Психолог Дж. М. Карстерс, хотя и пишущий отстраненно как преподаватель, высоко оценивает влияние стресса от таких встреч на человека:

Встреча с другим человеком в отчаянном состоянии заставляет разделить, по крайней мере в воображении, его проблемы: есть ли какой-то смысл в жизни? Есть ли какой-то смысл в том, чтобы остаться в живых?



Полагаю, что это представляется Сассоллу в терминах переживания времени. Возникает элементарная проблема: в чем состоит ценность мгновения?

Время становится эквивалентом моря Конрада, а болезнь эквивалентом бури. Время, которое обещает «мир Божий», может бушевать и разрушать с «невообразимой» яростью. И снова я вынужден использовать метафору для определения субъективного опыта – воздействия страдания на воображение врача, с которым он сталкивается ежедневно и которое не устранить выписанным рецептом.

Сассолл берется за все акушерские случаи в своей больнице, присутствует почти при каждых родах. И при большинстве смертей. Он помнит, как много может изменить одно мгновение и насколько необратимым, трагичным бывает дальнейший процесс. В какой-то степени он может вмешаться. Может ускорить его, может замедлить, может «потянуть время». Но не может превратить море в сушу.

Когда пациентам ставят диагноз, они обычно спрашивают: «Сколько мне осталось?», «Сколько времени пройдет, прежде чем?..», «Как долго?». И доктор отвечает, что не может обещать, но… Он может казаться повелителем времени, как мореплаватель иногда кажется повелителем моря. Но оба знают, что это иллюзия.

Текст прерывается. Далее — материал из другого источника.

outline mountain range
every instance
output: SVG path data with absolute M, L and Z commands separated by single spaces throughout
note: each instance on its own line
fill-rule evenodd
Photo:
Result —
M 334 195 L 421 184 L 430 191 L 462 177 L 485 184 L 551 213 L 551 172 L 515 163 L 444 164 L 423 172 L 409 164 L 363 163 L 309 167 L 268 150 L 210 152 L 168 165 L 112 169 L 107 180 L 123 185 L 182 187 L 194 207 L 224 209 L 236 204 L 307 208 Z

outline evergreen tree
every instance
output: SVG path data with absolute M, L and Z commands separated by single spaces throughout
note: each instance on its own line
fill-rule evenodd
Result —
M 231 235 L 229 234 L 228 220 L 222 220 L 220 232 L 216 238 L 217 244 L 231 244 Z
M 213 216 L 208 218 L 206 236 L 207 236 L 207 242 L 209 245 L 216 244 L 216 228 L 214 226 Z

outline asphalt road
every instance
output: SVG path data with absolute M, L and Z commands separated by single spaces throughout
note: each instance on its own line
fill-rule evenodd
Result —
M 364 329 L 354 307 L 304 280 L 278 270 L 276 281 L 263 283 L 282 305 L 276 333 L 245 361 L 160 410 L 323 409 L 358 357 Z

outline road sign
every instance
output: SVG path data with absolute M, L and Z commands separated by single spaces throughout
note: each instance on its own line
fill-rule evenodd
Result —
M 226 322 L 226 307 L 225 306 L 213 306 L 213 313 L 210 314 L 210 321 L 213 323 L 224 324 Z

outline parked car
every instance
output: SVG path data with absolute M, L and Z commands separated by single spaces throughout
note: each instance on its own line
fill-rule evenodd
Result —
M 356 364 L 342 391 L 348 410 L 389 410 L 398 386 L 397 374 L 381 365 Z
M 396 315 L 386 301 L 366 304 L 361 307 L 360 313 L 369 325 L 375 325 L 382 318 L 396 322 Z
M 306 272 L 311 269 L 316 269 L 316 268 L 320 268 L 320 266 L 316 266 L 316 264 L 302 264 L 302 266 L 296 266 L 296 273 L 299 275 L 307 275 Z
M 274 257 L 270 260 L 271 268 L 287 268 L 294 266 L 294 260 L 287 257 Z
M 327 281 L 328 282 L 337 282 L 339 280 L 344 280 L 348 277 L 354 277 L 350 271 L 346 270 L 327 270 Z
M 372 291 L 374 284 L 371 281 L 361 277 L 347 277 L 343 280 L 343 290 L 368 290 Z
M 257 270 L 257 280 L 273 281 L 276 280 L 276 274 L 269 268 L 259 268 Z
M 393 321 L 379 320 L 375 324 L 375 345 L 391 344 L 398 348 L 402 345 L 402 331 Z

Врачи осведомлены о смерти, хотя некоторые скрывают метафизику факта, думая только о физиологических стадиях умирания. В человеческом воображении смерть и течение времени неразрывно связаны: каждое мгновение приближает нас к смерти и она измеряется вечностью существования, которое продолжается после нас и без нас.

Это помогает объяснить озабоченность Сассолла временем. Какова ценность мгновения sub specie aeternitatis? Но противостояние страданию важнее. Страдающий оказывается в ловушке мгновения. Столкнувшись с необратимостью событий – столь ужасной для всех, кто к ней не готов, а не готовы все, – его опыт движется по кругу: неспособный поймать время за хвост, он вращается в одном мгновении всю жизнь. Сколько же вмещает в себя мгновение?